Command-line interface¶
FrameTree's command line interface allows you to create stores and frame sets, add source and sink columns, apply pipelines and create derivatives. It can be grouped into three sections, Store management, frame specification, and processing.
Store management¶
Commands used to access remove data stores and save them for further use
frametree store add¶
Saves the details for a new data store in the configuration file ('~/.frametree/stores.yaml').
TYPE of the storage class, typically the name of the package the type is defined, e.g. 'xnat' or 'bids'. More specific types can be given by using a colon to separate the package name and type, e.g. frametree.xnat:XnatViaCS
NAME The name the store will be saved as in the configuration file. This is used to refer to the store when using the frametree CLI.

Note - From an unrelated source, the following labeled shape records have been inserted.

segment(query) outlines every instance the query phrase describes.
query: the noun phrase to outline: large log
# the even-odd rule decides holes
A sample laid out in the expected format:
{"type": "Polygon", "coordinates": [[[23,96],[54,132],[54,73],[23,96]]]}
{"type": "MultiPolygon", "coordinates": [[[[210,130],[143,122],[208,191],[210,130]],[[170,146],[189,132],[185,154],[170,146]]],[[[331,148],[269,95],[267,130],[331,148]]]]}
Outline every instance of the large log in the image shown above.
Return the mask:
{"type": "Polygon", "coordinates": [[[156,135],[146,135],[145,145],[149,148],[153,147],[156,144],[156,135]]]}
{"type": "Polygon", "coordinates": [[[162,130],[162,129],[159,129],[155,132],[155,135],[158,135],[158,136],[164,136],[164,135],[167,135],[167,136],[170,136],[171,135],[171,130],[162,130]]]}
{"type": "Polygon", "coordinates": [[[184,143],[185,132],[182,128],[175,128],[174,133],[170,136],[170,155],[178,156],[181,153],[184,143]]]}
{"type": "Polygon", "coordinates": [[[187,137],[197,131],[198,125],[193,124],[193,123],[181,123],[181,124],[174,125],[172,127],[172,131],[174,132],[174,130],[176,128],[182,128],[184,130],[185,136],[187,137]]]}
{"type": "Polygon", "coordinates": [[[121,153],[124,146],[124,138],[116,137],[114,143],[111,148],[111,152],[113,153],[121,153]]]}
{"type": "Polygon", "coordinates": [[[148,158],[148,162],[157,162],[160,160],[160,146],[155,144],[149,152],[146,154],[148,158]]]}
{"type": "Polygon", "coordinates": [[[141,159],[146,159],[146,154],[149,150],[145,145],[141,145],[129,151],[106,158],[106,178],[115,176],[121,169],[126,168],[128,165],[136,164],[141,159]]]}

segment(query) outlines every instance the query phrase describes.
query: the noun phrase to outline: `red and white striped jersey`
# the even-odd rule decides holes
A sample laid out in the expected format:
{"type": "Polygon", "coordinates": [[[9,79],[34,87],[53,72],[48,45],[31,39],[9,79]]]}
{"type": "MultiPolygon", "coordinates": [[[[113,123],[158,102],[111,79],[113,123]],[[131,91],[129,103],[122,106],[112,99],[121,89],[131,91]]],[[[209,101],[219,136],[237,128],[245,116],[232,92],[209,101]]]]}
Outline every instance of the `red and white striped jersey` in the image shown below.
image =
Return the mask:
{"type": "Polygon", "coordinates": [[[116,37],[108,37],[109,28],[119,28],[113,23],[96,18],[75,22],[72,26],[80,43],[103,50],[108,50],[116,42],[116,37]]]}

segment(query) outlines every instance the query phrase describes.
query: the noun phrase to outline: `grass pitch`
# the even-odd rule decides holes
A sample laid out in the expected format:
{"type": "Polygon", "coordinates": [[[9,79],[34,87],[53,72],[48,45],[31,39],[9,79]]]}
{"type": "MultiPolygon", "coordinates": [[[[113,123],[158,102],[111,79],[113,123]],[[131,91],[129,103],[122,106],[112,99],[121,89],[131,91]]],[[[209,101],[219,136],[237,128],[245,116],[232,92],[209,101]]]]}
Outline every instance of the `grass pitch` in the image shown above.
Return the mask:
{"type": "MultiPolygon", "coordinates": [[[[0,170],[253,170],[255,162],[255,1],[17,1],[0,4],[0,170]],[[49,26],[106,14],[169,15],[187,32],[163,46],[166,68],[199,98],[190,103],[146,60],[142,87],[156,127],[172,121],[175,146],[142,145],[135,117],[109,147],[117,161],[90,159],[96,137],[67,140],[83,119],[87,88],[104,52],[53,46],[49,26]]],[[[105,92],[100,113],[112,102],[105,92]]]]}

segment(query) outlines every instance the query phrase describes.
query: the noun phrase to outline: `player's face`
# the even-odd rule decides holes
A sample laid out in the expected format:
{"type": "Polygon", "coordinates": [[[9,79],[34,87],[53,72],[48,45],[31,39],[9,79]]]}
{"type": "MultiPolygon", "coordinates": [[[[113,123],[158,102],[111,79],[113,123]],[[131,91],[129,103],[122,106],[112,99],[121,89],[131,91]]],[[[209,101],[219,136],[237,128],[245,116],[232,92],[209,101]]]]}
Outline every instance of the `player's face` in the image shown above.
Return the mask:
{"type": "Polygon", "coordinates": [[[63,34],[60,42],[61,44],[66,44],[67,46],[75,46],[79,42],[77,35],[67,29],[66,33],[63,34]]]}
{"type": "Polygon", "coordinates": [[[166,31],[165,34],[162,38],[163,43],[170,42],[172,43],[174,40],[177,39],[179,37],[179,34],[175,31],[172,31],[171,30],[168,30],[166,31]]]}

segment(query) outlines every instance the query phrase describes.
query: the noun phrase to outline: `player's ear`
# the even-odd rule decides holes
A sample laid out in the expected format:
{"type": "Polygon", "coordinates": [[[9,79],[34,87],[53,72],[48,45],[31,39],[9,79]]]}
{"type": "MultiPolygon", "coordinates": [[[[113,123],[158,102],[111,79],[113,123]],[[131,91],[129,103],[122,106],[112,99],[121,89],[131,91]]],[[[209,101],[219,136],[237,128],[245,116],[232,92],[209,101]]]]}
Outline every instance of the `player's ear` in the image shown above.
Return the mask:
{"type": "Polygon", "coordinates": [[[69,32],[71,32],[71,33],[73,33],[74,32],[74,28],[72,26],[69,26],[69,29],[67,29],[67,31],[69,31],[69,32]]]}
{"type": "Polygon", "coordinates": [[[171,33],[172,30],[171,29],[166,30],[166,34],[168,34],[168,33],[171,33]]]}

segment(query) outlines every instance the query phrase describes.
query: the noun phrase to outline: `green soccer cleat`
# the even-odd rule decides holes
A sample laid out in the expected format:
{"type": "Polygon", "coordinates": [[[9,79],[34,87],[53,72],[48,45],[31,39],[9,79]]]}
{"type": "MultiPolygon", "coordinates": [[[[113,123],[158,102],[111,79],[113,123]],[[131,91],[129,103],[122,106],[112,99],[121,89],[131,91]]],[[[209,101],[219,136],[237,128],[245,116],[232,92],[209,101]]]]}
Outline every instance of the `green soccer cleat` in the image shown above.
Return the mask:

frametree store add [OPTIONS] TYPE NAME
Options
- -s, --server <server>¶
The URI of the server to connect to (if applicable)
- -u, --user <user>¶
The username to use to connect to the store
- -p, --password <password>¶
The password to use to connect to the store
- -c, --cache <cache>¶
The location of a cache dir to download local copies of remote data
- -d, --race-condition-delay <race_condition_delay>¶
How long to wait for changes on a incomplete download before assuming it has been interrupted, clearing it and starting again
- -o, --option <name> <value>¶
Additional key-word arguments that are passed to the store class
Arguments
- TYPE¶
Required argument
- NAME¶
Required argument
frametree store rename¶
Renames a store in the configuration file
OLD_KNAME The current name of the store.
NEW_NAME The new name for the store.
frametree store rename [OPTIONS] OLD_NAME NEW_NAME
Arguments
- OLD_NAME¶
Required argument
- NEW_NAME¶
Required argument
frametree store remove¶
Remove a saved data store from the config file
NAME The name the store was given when its details were saved
frametree store remove [OPTIONS] NAME
Arguments
- NAME¶
Required argument
frametree store refresh¶
Refreshes credentials saved for the given store (typically a token that expires)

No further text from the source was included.